Kaminskas Lisa M, Boyd Ben J, Karellas Peter, Henderson Scott A, Giannis Michael P, Krippner Guy Y, Porter Christopher J H
Department of Pharmaceutics, Victorian College of Pharmacy, Monash University, 381 Royal Pde, Parkville, VIC 3052, Australia.
Mol Pharm. 2007 Nov-Dec;4(6):949-61. doi: 10.1021/mp070047s. Epub 2007 Oct 23.

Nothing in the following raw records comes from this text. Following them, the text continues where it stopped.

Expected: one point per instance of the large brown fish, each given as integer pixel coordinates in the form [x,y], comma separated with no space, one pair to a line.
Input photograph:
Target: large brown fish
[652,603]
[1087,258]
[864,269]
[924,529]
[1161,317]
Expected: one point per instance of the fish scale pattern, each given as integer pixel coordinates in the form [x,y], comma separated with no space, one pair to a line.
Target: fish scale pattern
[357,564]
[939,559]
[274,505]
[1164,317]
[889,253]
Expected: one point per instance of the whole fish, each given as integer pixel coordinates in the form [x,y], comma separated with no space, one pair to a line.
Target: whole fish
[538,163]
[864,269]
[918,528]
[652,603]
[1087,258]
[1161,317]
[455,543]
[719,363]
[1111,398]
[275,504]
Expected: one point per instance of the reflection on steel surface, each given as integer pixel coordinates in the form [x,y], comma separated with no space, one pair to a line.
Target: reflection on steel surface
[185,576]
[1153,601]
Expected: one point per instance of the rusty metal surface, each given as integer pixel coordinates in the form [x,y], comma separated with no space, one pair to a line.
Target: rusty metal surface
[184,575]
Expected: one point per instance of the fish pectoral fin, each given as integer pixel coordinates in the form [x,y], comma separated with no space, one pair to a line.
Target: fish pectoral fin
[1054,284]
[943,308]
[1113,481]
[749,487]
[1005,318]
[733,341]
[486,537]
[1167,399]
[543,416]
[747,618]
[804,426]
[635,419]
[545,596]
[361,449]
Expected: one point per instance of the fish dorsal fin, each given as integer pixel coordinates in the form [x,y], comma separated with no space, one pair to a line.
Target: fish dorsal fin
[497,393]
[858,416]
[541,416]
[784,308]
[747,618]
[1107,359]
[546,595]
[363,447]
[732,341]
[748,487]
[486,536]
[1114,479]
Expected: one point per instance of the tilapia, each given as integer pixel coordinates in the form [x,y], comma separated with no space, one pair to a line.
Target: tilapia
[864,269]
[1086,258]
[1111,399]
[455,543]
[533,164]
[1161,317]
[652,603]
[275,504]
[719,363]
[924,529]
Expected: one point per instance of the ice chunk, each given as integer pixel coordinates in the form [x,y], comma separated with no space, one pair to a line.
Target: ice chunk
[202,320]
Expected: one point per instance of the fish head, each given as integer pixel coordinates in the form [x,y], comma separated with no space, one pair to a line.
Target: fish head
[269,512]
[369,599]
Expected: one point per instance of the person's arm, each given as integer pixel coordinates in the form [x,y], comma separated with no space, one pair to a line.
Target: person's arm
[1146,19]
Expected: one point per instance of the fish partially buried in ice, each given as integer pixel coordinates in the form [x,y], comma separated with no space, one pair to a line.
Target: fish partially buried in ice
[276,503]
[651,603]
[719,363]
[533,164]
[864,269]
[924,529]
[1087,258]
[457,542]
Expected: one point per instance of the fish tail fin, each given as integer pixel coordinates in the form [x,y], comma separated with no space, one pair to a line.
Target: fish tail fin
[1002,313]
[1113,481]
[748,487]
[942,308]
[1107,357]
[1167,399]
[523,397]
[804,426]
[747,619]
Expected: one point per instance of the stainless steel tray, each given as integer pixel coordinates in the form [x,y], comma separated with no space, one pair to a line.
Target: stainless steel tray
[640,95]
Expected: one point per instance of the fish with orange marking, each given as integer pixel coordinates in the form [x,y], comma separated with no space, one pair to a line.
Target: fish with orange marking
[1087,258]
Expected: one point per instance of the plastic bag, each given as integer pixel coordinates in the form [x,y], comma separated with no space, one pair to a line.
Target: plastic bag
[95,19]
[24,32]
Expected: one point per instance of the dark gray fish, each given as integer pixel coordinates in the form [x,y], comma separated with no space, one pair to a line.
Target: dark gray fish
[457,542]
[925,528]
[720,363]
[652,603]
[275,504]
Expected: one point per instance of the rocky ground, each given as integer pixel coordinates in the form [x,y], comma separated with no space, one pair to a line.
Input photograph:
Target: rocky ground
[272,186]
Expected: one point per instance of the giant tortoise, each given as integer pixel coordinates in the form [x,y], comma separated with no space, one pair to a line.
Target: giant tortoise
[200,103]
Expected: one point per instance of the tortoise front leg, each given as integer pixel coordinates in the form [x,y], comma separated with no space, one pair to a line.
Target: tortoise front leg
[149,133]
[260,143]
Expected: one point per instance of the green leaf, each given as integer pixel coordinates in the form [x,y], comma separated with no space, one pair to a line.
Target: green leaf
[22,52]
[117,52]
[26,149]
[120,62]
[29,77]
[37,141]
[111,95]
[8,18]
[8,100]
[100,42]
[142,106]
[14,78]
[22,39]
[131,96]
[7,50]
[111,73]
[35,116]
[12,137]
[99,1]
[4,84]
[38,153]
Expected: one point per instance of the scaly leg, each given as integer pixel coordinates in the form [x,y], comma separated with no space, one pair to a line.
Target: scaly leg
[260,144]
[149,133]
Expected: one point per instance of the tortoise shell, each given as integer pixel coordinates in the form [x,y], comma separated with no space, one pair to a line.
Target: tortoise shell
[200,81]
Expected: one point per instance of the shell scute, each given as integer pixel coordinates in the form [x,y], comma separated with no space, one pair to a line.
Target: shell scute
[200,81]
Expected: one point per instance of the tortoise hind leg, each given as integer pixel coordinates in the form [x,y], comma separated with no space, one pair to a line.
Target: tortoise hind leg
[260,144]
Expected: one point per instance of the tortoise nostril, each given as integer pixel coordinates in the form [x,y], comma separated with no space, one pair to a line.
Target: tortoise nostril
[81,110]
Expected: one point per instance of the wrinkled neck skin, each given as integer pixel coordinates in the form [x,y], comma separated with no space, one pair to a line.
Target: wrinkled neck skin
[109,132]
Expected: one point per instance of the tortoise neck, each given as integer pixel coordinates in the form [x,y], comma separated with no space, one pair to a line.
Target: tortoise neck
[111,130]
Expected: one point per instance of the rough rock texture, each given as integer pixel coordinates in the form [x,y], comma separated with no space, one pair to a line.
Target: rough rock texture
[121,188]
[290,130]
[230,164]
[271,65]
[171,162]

Tritium-labeled poly- l-lysine dendrimers displaying 8 or 16 surface lysines have been capped with benzene sulfonate (BS), benzene disulfonate (BDS), or succinate (Succ) groups, and the intravenous pharmacokinetics and disposition profiles of the resulting dendrimers (Lys(8)(BS)(16), Lys(16)(BS)(32), Lys(16)(BDS)(32), Lys(16)(Succ)(32)) have been evaluated. Lys(16)(Succ)(32) was rapidly removed from the plasma primarily via renal elimination. Lys(16)(BS)(32) and Lys(16)(BDS)(32) were opsonized, resulting in more prolonged plasma elimination kinetics and increased uptake by the liver. Data obtained at higher doses suggested some evidence of nonlinear pharmacokinetics. Lys(8)(BS)(16) had reduced affinity for plasma proteins and was cleared more rapidly than the larger Lys(16)(BS)(32) or Lys(16)(BDS)(32) dendrimers. Lys(8)(BS)(16) and Lys(16)(BS)(32) were metabolized in vivo, resulting in the production of a low molecular weight species (possibly the cleavage product Lys(BS) (2)) that was extensively renally eliminated and accounted for almost all of the radioactivity recovered in urine ( approximately 20-45% of administered (3)H). In contrast, only 3-5% of the administered (3)H was recovered in the urine of rats administered Lys(16)(BDS)(32), suggesting increased resistance to in vivo degradation. The plasma clearance, distribution, and metabolic profiles of lysine dendrimers are therefore significantly influenced by the structure and charge of the capping groups. In particular, larger arylsulfonate-capped lysine dendrimers are rapidly opsonized and initially cleared from the plasma by the reticuloendothelial organs. The degree of metabolism is subsequently dictated by the nature of the surface capping group with BDS surfaces seemingly more resistant to breakdown. In contrast, smaller arylsulfonate-capped dendrimers are less readily opsonized and phagocytozed but are metabolically labile, and succinate-capped dendrimers are rapidly eliminated by the kidneys.
带有8个或16个表面赖氨酸的氚标记聚-L-赖氨酸树枝状聚合物已用苯磺酸盐(BS)、苯二磺酸盐(BDS)或琥珀酸盐(Succ)基团进行封端,并对所得树枝状聚合物(Lys(8)(BS)(16)、Lys(16)(BS)(32)、Lys(16)(BDS)(32)、Lys(16)(Succ)(32))的静脉药代动力学和处置情况进行了评估。Lys(16)(Succ)(32)主要通过肾脏清除迅速从血浆中去除。Lys(16)(BS)(32)和Lys(16)(BDS)(32)被调理素化,导致血浆清除动力学延长,肝脏摄取增加。在较高剂量下获得的数据表明存在一些非线性药代动力学的证据。Lys(8)(BS)(16)对血浆蛋白的亲和力降低,比更大的Lys(16)(BS)(32)或Lys(16)(BDS)(32)树枝状聚合物清除得更快。Lys(8)(BS)(16)和Lys(16)(BS)(32)在体内代谢,产生一种低分子量物质(可能是裂解产物Lys(BS)(2)),该物质被广泛经肾脏清除,几乎占尿液中回收放射性的全部(约占给药(3)H的20 - 45%)。相比之下,给予Lys(16)(BDS)(32)的大鼠尿液中仅回收了3 - 5%的给药(3)H,表明其对体内降解的抵抗力增强。因此,赖氨酸树枝状聚合物的血浆清除、分布和代谢情况受到封端基团的结构和电荷的显著影响。特别是,较大的芳基磺酸盐封端的赖氨酸树枝状聚合物迅速被调理素化,并最初由网状内皮器官从血浆中清除。随后的代谢程度由表面封端基团的性质决定,BDS表面似乎对分解更具抵抗力。相比之下,较小的芳基磺酸盐封端的树枝状聚合物较不易被调理素化和吞噬,但代谢不稳定,而琥珀酸盐封端的树枝状聚合物则迅速被肾脏清除。